Later, lying on her bed, she read the poem again at her leisure. She was secretly very pleased to have a poem written for her, but much in it was not immediately clear. When he said that he winged his even and passionless way, did he mean that the temperature of his poems was cool? That he was speaking in the voice of the bird of the title but was not fevered? Or did it mean something private to his imagination? Or anything at all?

After a while, Lata began to read the book, partly for itself, partly as a clue to the inscription. The poems were, by and large, no more unclear than their complexity required; they made grammatical sense, and Lata was grateful for that. And some of them were poems of deep feeling, by no means passionless, though their diction was at times formal. There was an eight-line love poem that she liked, and a longer one, a bit like an ode, about walking alone through the Park Street Cemetery. There was even a humorous one about buying books on College Street. Lata liked most of the poems that she read, and was moved by the fact that when she had been lonely and unoccupied in Calcutta Amit had taken her to places that had meant so much to him and that he was used to visiting alone.

For all their feeling, the tenor of the poems was muted — and sometimes self-deprecating. But the title poem was anything but muted, and the self that it presented appeared to be gripped almost by mania. Lata herself had often been kept awake on summer nights by the papiha, the brainfever bird, and the poem, partly for this reason, disturbed her profoundly.

THE FEVER BIRD

The fever bird sang out last night.

I could not sleep, try as I might.

My brain was split, my spirit raw.

I looked into the garden, saw

The shadow of the amaltas

Shake slightly on the moonlit grass.

Unseen, the bird cried out its grief,

Its lunacy, without relief:

Three notes repeated closer, higher,

Soaring, then sinking down like fire

Only to breathe the night and soar,

As crazed, as desperate, as before.

I shivered in the midnight heat

And smelt the sweat that soaked my sheet.

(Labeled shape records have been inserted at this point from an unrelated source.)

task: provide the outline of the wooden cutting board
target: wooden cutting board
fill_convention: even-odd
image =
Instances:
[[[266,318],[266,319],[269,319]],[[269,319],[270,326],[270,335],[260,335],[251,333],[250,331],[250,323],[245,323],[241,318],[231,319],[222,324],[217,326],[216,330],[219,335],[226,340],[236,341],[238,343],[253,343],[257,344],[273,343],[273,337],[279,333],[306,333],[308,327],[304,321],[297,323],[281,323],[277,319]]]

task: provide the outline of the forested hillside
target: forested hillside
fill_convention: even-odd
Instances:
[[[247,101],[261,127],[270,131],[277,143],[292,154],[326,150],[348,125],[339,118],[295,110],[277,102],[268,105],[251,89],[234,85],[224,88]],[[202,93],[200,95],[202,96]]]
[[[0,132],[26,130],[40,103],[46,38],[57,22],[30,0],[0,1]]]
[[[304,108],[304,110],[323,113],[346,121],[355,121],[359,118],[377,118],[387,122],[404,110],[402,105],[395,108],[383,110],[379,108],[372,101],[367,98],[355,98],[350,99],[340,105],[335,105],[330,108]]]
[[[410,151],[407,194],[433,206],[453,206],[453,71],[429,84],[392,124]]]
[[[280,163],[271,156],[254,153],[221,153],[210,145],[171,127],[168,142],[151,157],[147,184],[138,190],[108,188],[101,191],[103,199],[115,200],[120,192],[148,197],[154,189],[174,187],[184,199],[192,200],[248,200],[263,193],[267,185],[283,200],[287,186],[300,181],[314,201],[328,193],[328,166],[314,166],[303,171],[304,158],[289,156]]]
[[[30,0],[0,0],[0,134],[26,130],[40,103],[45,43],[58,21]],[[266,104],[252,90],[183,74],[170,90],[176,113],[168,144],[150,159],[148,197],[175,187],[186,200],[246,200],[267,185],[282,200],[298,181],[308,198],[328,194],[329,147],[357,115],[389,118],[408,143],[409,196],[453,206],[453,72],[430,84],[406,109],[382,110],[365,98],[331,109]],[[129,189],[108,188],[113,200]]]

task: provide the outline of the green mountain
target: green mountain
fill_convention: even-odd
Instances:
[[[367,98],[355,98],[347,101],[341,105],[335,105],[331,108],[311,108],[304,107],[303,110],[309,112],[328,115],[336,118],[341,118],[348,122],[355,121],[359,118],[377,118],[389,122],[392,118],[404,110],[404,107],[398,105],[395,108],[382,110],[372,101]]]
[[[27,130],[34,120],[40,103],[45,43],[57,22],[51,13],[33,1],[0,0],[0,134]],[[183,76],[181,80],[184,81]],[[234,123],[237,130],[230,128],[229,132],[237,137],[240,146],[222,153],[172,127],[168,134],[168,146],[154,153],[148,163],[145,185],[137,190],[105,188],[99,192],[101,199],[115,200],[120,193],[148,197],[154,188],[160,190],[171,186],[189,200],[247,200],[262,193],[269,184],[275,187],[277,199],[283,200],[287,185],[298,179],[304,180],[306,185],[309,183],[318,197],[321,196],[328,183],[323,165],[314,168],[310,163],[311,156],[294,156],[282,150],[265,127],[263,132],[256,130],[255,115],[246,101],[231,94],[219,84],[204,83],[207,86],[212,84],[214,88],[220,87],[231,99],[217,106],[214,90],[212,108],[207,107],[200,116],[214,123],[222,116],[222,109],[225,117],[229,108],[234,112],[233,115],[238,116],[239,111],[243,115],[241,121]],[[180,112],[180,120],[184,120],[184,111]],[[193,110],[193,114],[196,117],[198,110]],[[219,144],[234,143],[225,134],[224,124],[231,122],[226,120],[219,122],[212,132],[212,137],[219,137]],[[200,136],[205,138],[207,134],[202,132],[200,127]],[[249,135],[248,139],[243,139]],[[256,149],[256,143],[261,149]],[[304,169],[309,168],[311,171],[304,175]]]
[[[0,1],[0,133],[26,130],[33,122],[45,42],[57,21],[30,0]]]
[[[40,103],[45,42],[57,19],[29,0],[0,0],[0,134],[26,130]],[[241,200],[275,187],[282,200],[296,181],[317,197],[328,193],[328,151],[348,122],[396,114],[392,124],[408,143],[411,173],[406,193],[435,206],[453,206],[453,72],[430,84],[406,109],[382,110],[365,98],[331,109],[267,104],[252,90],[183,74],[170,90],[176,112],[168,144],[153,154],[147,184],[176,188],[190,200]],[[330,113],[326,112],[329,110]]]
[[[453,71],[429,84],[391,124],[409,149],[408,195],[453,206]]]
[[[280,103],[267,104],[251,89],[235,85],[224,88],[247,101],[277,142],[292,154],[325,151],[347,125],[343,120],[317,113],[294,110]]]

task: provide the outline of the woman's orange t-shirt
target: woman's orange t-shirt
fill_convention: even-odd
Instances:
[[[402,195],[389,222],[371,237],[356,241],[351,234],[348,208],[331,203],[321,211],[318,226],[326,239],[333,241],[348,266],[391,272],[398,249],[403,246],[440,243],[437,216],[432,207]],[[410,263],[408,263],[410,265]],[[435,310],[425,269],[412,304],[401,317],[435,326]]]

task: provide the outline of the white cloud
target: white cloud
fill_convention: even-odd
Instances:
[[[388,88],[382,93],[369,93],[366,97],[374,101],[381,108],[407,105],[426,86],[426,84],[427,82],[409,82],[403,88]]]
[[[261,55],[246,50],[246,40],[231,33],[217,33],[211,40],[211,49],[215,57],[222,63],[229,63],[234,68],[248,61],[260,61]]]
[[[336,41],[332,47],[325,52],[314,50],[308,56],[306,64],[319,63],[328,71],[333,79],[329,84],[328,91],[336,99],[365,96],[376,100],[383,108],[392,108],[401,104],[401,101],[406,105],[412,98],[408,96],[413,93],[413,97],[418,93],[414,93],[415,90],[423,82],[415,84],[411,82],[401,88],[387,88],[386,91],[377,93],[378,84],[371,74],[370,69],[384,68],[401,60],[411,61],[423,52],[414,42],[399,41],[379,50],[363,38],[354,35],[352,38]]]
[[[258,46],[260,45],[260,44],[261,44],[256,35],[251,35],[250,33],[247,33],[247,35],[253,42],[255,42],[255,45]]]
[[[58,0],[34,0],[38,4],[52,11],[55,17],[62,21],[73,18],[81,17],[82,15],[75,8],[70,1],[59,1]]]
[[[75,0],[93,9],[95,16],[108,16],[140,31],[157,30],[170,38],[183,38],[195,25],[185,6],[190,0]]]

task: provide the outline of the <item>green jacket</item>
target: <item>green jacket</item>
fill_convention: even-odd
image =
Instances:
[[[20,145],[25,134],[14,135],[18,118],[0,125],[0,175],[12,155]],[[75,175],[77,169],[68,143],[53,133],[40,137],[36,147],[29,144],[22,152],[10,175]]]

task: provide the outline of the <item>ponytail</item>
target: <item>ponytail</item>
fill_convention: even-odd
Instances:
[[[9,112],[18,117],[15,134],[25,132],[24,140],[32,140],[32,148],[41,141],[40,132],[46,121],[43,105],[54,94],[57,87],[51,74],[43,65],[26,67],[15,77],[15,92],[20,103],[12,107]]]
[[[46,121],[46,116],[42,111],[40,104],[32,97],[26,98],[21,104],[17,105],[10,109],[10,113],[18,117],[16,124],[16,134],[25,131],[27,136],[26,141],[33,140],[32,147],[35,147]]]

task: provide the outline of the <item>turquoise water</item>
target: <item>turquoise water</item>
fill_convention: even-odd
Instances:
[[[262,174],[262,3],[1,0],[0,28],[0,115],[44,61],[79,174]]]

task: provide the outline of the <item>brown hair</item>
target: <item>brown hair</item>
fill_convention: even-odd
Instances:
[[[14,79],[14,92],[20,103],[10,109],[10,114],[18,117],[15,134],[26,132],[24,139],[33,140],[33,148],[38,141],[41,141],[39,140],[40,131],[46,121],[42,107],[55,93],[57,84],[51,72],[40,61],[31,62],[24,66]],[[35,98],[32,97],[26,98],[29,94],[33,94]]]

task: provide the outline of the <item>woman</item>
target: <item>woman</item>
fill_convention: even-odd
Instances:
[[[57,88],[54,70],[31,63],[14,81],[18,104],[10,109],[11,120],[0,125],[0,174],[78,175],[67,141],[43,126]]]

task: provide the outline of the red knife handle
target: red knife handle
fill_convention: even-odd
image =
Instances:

And now tonight I hear again

The call that skewers through my brain,

The call, the brainsick triple note—

A bone of pain stuck in its throat.

I am so tired I could weep.

Mad bird, for God’s sake let me sleep.

Why do you cry like one possessed?

When will you rest? When will you rest?

Why wait each night till all but I

Lie sleeping in the house, then cry?

Why do you scream into my ear

What no one else but I can hear?

Her thoughts a whirl of images and questions, Lata read this poem through five or six times. It was far clearer than most of the poems in the book, clearer certainly than the inscription he had written for her, and yet it was far more mysterious and disturbing. She knew the yellow laburnum, the amaltas tree that stood above Dipankar’s meditation hut in the garden at Ballygunge, and she could imagine Amit looking out at its branches at night. (Why, she wondered, had he used the Hindi word for the tree rather than the Bengali — was it just for the sake of the rhyme?) But the Amit she knew — kindly, cynical, cheerful — was even less the Amit of this poem than of the short love poem that she had read and liked.